The whole point is to think like the person on the other side of the table. They have modeled their return down to the basis point. Until you have modeled yours, you are negotiating blind.
When a Term Sheet Isn’t the Right Move At All
Before you optimize a term sheet, ask whether you should be raising at all. The best way to grow a SaaS business is through operating cash flow — making money from customers and reinvesting it. That has been true for two thousand years and remains the most reliable path. Outside capital should accelerate a business that already works, never paper over poor unit economics.
If your unit economics are not yet sound, fix those before you raise — review SaaS unit economics and your LTV/CAC ratio first, because no term sheet improves a business that loses money on every customer. And if you do need capital but want to keep more control, debt can be an option for companies with strong recurring revenue; see venture debt and SaaS debt financing for the trade-offs. For founders weighing the broader decision, venture capital vs bootstrapping lays out the full picture, and SaaS exit strategy covers where all of this is ultimately headed.
The reason to understand term sheets is not to raise more money. It is to make sure that when capital does come in, you keep enough of your company that the years of work are actually worth it.
Frequently Asked Questions
Is a term sheet legally binding?
Mostly no, but partly yes. The economic terms (valuation, preferences) are generally non-binding until the long-form agreements are signed. However, certain clauses — confidentiality, the no-shop/exclusivity period, and who pays expenses — are usually binding the moment you sign. And in practice, the economic terms rarely change after a signed term sheet, so treat all of it as if it were binding.
What’s the most important term to negotiate?
The liquidation preference, and specifically whether it is simple (non-participating) or participating. This single distinction can swing a founder’s exit proceeds by millions on the same sale price. Fight for simple, non-participating, 1x preferences. Everything else is secondary to getting this right.

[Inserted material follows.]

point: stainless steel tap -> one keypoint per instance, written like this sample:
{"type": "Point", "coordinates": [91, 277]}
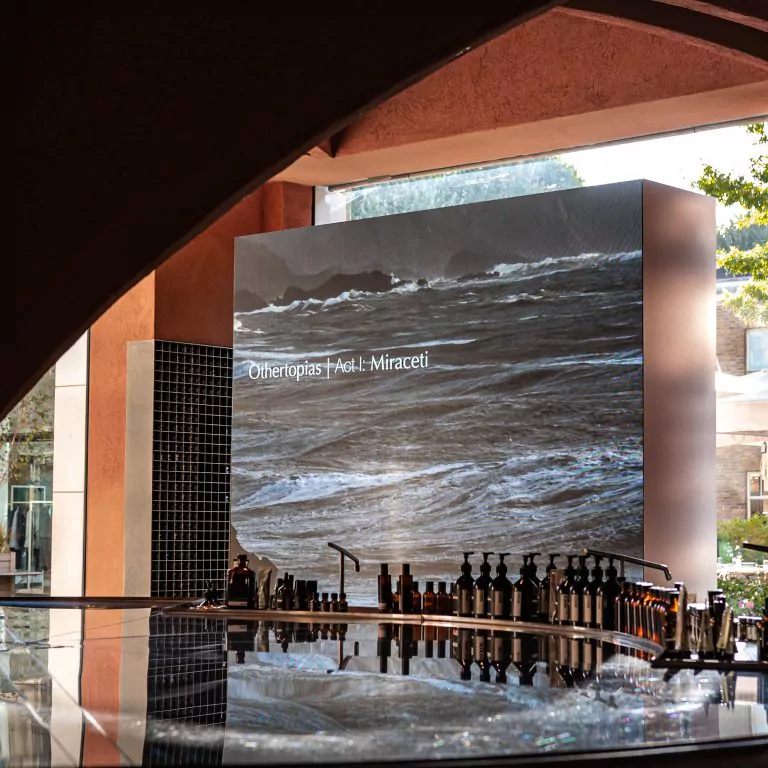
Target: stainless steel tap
{"type": "Point", "coordinates": [342, 554]}
{"type": "Point", "coordinates": [629, 559]}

What is a fair liquidation preference for a SaaS company?
A 1x non-participating preference is the market standard and the fair benchmark. A 1x participating preference is investor-favorable but sometimes accepted in competitive rounds — if so, push for a participation cap. Anything above 1x, or full-ratchet anti-dilution, is aggressive and should be resisted unless you have no alternatives and understand exactly what you are giving up.
Can I negotiate the valuation on a term sheet?
Yes, but it is often not where the real money is. A higher valuation with participating preferences, a cumulative dividend, and full-ratchet anti-dilution can leave you worse off than a lower valuation with clean terms. Model the waterfall under each structure before deciding which valuation is actually “better.”
How long does a term sheet take to turn into a closed deal?
Typically 30 to 90 days from signed term sheet to closed deal, depending on diligence and legal complexity. The no-shop period is usually set to roughly cover this window, which is exactly why you want it as short as possible — it limits how long you are locked out of your alternatives.
Should I sign a term sheet without a lawyer?
No. The cost of a specialist attorney is trivial compared to the lifetime cost of a bad term. A good lawyer knows which terms are standard, which are aggressive, and what to trade for what. For larger transactions, add a banker. Never sign a term you do not fully understand — and if you do not understand a term, that is the signal to get help, not to sign faster.